I live in Spain, where authors such as Ken Follet (for his Pillars of the Earth books), Christian Jacq and Massimo Manfredi and Arturo Pérez Reverte are highly regarded, and Galdos' Episodios Nacionales are part of the canon. According to hispanicist Henry Kamen this reliance on fictionalised history tends to 'distort and even intentionally falsify the past'.
Personally I read and have read and enjoyed historical fiction, including Patrick O'Brian, Hilary Mantel, Neal Stephenson, and I feel like I have learnt things about places, people and periods I might otherwise never have given much thought to.
Is there a case for historical fiction, beyond merely awakening interest in the events of the past? Are there writers who any actual historian would recommend as vehicles for genuine learning? Or are they just to be read as entertainment, providing more information about the time in which they were written than the period they are ostensibly about?
Well, the problem with historical fiction is that the degree of fictionalization is much greater than in a non-fictional (academic) work. This is obviously inevitable in order to fill in the gaps within a continuous narrative that historical sources cannot fill. For that reason, even the most meticulously researched novel will introduce a larger amount of distortion than other (non-fictional or academic) forms of historical writing would introduce into the source material.
Now, there are some writers of historical fiction out there who take the adherence to historical fact (and the amount of research they provide) very seriously, others are more liberal. But the main issue is that the reader cannot see where a narrative’s basis in fact ends and the imagination of the writer begins, since the form he writes in doesn’t require to clearly separate both elements.
For example, to mention some authors relevant to my own discipline (History of Japan), the late Shiba Ryōtarō did employ a somewhat peculiar style of switching between narrative layers between a rather dry prose depicting historical events in a more “objective,” documentary style and a zoomed-in, much more “fictional” depiction of scenes within the larger flow of things where his protagonists would then make their appearance.
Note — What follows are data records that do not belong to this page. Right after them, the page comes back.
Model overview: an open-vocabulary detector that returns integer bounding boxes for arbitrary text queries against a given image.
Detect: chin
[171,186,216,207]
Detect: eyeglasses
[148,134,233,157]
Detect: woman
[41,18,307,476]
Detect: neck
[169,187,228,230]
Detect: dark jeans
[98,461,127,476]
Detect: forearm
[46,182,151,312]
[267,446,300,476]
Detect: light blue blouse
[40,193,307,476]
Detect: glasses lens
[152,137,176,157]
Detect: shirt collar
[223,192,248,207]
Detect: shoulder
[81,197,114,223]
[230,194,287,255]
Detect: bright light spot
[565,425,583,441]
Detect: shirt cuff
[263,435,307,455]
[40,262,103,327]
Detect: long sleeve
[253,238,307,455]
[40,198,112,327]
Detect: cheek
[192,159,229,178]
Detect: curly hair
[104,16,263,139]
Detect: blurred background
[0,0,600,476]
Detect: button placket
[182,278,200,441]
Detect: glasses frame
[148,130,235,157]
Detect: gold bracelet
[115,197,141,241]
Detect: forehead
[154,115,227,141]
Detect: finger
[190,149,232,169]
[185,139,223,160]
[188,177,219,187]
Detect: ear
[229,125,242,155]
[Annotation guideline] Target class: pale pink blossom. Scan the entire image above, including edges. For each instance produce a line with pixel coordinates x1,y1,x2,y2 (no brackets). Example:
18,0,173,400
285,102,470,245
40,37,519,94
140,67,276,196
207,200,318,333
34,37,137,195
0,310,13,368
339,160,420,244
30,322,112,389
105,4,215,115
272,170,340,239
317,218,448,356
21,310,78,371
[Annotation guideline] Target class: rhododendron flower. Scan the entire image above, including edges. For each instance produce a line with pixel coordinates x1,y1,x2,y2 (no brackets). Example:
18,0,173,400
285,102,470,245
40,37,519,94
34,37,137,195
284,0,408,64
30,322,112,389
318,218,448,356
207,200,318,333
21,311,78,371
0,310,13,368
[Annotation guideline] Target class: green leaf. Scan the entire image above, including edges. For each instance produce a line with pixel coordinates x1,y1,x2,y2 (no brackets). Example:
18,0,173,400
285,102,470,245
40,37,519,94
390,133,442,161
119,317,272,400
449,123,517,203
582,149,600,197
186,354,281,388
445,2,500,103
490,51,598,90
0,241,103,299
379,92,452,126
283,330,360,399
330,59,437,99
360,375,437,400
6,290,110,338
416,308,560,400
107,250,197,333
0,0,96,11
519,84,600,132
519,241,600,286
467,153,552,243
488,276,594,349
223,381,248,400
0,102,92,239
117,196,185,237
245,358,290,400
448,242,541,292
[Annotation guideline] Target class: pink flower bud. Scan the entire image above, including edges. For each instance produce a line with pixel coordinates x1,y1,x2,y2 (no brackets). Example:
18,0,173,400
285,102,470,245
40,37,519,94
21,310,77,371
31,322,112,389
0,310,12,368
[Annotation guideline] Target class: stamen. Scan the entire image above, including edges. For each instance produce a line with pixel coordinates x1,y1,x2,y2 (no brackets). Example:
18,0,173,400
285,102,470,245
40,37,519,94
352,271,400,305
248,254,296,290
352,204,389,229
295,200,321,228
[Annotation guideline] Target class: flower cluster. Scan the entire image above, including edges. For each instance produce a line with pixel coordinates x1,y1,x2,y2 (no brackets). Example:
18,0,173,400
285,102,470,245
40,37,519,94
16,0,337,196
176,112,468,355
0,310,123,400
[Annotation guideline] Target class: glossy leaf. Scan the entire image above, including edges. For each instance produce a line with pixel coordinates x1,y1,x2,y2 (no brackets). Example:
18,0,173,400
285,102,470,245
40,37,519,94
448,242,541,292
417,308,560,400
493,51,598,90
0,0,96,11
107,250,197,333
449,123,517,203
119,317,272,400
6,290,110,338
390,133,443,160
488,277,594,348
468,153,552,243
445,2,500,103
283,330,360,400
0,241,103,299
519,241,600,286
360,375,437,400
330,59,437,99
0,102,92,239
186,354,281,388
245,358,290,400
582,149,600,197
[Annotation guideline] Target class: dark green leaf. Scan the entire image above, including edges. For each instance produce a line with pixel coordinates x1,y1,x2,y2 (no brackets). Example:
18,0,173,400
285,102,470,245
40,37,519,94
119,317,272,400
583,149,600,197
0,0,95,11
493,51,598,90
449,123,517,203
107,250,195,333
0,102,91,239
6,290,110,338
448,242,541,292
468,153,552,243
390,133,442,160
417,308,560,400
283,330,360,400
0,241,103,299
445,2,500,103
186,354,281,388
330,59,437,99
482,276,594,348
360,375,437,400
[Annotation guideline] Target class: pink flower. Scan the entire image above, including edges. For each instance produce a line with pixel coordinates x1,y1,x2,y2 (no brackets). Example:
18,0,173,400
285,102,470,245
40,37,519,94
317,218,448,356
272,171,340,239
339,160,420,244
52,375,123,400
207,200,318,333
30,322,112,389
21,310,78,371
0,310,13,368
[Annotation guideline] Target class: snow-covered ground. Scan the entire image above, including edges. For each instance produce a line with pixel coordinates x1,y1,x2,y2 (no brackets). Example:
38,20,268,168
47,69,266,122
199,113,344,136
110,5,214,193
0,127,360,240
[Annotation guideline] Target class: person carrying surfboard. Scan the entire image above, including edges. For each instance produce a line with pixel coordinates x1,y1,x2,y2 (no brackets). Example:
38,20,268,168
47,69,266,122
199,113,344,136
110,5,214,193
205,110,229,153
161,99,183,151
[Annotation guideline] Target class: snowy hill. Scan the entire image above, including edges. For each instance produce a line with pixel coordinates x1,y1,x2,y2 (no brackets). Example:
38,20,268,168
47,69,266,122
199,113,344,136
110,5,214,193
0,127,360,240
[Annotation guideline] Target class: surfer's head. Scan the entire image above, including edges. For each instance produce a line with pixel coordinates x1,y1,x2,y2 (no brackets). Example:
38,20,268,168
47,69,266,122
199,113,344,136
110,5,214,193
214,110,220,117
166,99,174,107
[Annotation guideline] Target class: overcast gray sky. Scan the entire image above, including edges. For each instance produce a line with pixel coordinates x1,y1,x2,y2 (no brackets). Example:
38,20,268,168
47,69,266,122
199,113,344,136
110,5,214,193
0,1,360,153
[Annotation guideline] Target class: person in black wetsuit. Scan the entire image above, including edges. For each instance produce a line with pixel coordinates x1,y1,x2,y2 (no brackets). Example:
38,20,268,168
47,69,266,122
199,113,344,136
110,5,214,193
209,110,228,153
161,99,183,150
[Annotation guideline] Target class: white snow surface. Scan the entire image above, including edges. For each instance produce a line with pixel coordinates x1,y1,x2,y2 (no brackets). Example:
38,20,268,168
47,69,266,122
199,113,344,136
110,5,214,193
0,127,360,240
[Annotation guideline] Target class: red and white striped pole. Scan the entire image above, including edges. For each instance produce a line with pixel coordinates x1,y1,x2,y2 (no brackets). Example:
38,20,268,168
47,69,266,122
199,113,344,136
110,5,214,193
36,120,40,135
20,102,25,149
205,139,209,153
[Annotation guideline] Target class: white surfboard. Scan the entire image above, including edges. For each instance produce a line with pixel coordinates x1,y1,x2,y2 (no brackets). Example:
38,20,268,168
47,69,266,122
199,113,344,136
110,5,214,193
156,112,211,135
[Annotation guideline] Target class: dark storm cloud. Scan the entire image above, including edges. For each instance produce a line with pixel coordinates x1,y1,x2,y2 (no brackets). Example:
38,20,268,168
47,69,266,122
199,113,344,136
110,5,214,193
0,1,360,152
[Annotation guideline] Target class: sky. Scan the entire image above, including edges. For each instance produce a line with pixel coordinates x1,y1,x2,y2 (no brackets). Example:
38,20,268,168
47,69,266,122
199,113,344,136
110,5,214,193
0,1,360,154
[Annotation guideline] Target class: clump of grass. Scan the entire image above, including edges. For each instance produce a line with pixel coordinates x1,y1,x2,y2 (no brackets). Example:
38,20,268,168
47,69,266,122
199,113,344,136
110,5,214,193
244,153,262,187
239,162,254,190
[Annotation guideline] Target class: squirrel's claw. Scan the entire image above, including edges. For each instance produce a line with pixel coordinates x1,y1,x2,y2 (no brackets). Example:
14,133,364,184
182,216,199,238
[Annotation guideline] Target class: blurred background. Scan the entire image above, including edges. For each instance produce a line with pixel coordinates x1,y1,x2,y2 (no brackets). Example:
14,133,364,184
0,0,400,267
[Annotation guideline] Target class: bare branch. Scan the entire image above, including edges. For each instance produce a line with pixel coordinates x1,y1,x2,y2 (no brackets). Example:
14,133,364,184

By this incorporation of narrative techniques normally associated with both non-fictional and fictional writing, he at least implied a clear division between the factual and the fictional components of his stories to the reader, although a case-by-case analysis would be necessary to establish how well these two narrative layers actually separate historical fact from fiction in practice.
On the other hand, Nagai Michiko, another Japanese novelist, researches her stories a lot through primary sources herself, instead of merely on history books—so much actually that, amusingly, a Japanese history professor once recommended me one of her novels as the “best-researched” (and incidentally most fun to read) work over the biographies available on the same subject in scholarly literature!
To conclude, the whole objective of history as a scholarly discipline and of historical fiction is very different; therefore, historical fiction might teach you facts (if it makes clear enough what the facts are), but it doesn't go "beyond."
As such, it obviously cannot replace history in the sense of the discipline, but it can, in theory, be incredibly accurate concerning the known historical facts that are woven into the narrative. This, however, is both a question of how much research the author has put into the subject he writes on to begin with, and how closely he chooses to adhere to the fruits of his research. However, since historical fiction typically does not clearly distinguish between fact and fiction, and doesn’t cite its sources, it cannot replace the former as a means of learning (especially not on an academic level). I therefore think it can be a fun pastime that works best if you juxtapose it with non-fiction to set the facts straight.